My sister recently brought over a bag of my old artwork that she cleaned out of my mom’s garage. In it, I found what appears to be my first article. Though it’s not dated, I peg it around fourth grade. It’s a community-minded piece about “Officer Tandy.”
Since the scan is a bit hard to read (the original is 20+ years old, after all) I’ve typed out the text, including the spelling errors:
“Being a police officer keeps me constantly on the go,” says Officer Tandy, a 27-year-old police officer. Officer Tandy likes her job because “It’s like controling [sic] the road,” she says. “In fact, it is controling [sic] the streets. Everyone’s safty [sic] is in my hands.”
A good police office is alert, ready to go and caring. They have to care about their community. Officer Tandy is all of those things.

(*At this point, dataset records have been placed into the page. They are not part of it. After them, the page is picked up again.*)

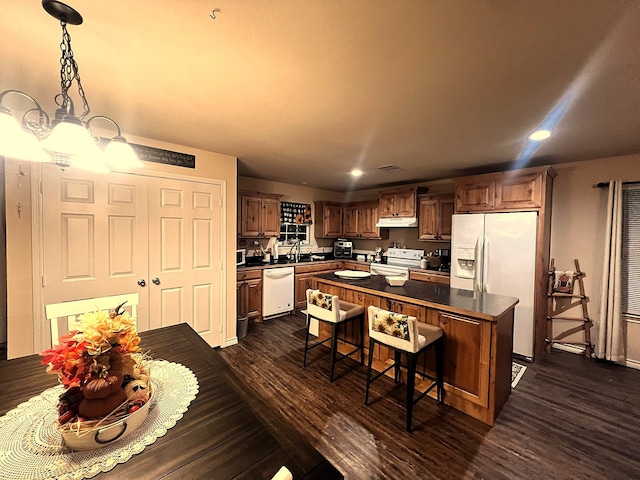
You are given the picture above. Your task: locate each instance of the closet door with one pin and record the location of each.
(185, 260)
(114, 234)
(94, 236)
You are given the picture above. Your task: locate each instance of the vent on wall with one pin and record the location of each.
(389, 168)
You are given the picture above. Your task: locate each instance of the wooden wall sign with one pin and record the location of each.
(157, 155)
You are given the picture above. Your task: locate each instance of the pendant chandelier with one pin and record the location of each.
(67, 139)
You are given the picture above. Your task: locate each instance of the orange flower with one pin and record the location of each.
(95, 333)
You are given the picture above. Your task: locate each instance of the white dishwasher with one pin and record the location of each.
(277, 291)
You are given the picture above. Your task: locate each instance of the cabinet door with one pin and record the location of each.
(241, 299)
(302, 283)
(519, 192)
(270, 218)
(406, 203)
(332, 220)
(428, 219)
(254, 299)
(350, 221)
(250, 217)
(367, 221)
(467, 362)
(387, 205)
(475, 196)
(445, 216)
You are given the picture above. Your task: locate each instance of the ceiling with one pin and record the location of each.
(301, 91)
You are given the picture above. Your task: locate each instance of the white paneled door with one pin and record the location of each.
(115, 234)
(184, 256)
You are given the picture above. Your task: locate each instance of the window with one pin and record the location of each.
(631, 250)
(290, 232)
(295, 219)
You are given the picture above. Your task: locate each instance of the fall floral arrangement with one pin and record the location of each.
(101, 368)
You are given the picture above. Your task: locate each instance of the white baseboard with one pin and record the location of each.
(230, 341)
(580, 351)
(633, 364)
(569, 348)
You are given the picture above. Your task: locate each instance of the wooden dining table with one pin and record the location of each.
(228, 430)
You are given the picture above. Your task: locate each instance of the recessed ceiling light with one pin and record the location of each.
(540, 135)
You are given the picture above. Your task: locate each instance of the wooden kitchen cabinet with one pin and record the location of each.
(304, 279)
(519, 192)
(259, 215)
(401, 203)
(359, 220)
(505, 191)
(435, 213)
(328, 219)
(350, 217)
(528, 189)
(249, 294)
(467, 342)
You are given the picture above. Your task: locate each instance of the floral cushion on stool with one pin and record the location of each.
(321, 300)
(393, 324)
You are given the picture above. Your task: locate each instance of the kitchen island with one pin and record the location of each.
(478, 330)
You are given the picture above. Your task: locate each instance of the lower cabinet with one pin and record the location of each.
(249, 294)
(467, 342)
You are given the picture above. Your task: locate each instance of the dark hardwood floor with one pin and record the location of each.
(569, 417)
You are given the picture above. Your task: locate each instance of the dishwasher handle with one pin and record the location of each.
(277, 273)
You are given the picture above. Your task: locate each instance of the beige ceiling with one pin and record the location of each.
(301, 91)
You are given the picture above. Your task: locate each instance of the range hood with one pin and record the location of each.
(397, 222)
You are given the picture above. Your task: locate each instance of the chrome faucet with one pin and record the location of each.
(296, 244)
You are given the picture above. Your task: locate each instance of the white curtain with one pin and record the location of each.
(610, 344)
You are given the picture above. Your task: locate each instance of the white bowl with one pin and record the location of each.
(395, 280)
(90, 438)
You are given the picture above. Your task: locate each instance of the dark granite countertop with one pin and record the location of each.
(480, 305)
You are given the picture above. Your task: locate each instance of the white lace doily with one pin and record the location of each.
(32, 448)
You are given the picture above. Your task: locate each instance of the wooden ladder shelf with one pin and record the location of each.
(562, 298)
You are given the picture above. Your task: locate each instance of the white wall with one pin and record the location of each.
(577, 226)
(20, 314)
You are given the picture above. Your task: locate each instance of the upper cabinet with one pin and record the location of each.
(401, 203)
(359, 220)
(434, 216)
(505, 191)
(259, 215)
(328, 219)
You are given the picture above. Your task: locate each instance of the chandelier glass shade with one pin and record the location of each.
(67, 139)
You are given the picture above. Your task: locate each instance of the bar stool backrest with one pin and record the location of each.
(323, 305)
(394, 329)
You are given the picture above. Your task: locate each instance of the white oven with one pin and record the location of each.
(399, 260)
(385, 269)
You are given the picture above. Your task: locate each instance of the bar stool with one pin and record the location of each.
(335, 312)
(404, 334)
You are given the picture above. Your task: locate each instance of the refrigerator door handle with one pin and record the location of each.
(487, 262)
(477, 278)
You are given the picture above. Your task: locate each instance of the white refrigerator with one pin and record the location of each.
(496, 253)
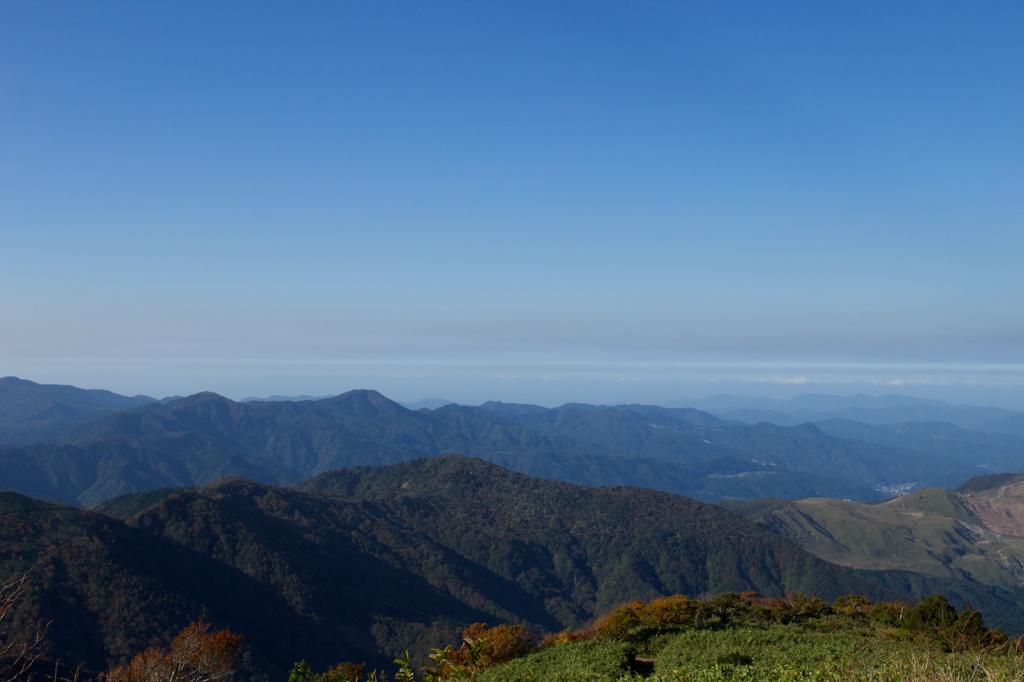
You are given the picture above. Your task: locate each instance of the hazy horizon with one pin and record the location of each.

I don't know what I love most about this. Is it that the story features a courageous, strong, caring female police office named “Tandy” who is happy with her job? Is it because Officer Tandy appears to be a bit obsessed with “controling” things, as I was back then? Is it the meticulous (but still not great) cursive writing? Is it the revelation that my writing style and voice haven't changed much over the past two decades?
No, I think it’s the fact that my teacher wrote “Very good beginning!” and that my parents thought enough of my “article” to save it all of these years. They couldn’t have known that one day I’d make a living writing magazine articles that would be read by millions. It was a very good beginning, indeed.